It’s possible that multiple erectile dysfunction causes are at play at the same time. For example, stress and a medical condition might both be contributing to your ED.

Physical Causes of Erectile Dysfunction

Since your cardiovascular system, nervous system and endocrine system are all involved in erectile function, medical conditions affecting these systems can lead to ED. 

Physical health issues may contribute to ED include:

  • Atherosclerosis (hardening or blocked arteries)

  • Blood vessel disease 

  • Chronic kidney disease

  • Heart disease 

  • Hypertension (high blood pressure)

  • Hyperthyroidism (high levels of thyroid hormone)

  • Hypothyroidism (low levels of thyroid hormone)

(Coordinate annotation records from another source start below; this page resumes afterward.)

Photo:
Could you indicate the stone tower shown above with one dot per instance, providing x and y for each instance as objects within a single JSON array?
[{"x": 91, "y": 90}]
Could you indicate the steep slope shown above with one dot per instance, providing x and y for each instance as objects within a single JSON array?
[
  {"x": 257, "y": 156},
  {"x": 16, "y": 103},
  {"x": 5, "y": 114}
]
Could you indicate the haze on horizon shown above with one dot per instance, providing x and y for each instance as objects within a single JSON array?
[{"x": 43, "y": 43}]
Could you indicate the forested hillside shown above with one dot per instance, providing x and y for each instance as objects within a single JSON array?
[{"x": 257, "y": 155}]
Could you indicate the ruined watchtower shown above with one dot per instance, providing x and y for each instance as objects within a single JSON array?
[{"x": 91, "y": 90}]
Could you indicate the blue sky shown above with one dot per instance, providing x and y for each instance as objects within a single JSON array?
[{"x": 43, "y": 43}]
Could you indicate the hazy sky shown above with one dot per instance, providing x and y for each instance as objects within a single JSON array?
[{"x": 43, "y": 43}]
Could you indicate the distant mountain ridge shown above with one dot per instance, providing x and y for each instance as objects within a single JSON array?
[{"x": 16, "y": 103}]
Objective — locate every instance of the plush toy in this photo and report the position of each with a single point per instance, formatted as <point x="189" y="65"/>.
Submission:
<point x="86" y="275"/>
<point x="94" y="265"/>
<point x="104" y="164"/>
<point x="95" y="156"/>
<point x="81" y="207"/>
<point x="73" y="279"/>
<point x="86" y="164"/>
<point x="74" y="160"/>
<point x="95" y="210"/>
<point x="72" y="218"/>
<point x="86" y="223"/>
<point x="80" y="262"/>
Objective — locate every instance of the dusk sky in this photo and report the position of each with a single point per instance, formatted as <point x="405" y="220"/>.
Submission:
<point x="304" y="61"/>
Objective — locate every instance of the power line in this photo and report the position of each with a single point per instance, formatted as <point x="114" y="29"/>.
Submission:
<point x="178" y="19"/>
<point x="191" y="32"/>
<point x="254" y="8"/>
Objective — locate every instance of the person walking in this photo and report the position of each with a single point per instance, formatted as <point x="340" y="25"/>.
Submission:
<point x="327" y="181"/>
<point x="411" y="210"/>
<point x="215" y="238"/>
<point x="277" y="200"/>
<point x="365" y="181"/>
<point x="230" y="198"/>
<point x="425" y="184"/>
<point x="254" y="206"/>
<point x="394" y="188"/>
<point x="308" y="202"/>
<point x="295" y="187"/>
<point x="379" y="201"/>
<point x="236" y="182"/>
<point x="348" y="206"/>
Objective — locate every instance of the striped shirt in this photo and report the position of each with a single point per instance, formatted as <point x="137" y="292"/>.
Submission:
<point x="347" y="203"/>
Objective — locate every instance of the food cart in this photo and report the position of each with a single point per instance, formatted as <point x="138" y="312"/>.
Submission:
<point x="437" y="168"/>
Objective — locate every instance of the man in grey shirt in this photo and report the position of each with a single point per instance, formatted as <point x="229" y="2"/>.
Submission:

  • Injury from treatments for prostate cancer, including radiation therapy 

  • Injury to the genitals, urethra, spinal cord, prostate, bladder or pelvis

  • Multiple sclerosis 

  • Nerve damage

  • Low testosterone levels

  • Parkinson’s disease  

  • Peyronie’s disease, a condition where the penis becomes curved, often resulting from scar tissue

  • Sleep disorders, like sleep apnea  

  • Surgery on the genitals, spinal cord, prostate, bladder or pelvis

  • Type 2 diabetes

These health problems won’t necessarily automatically cause ED. But if you’re struggling to get erect, one or more of the above conditions could be related.

Certain medications might also contribute to ED, including:

  • Antidepressants, such as selective serotonin reuptake inhibitors (SSRIs)

  • Antiandrogens used for prostate cancer therapy

  • Appetite suppressants that make you less hungry

  • Blood pressure medication

  • Prescription sleep medication or tranquilizers

  • Ulcer medicines

If you developed ED after taking one of these medications, it’s important not to stop taking your meds or change your dosage without consulting a healthcare professional. Make an appointment to get medical advice — an expert can help you figure out whether you need to adjust your medication.

Psychological Causes of ED

Your mind is a pretty powerful thing. Anxiety can give you stomach cramps, embarrassment can make you blush, and stress can make you sweat.

Since you need to be sexually aroused to get erect, your mental state can affect your erectile function.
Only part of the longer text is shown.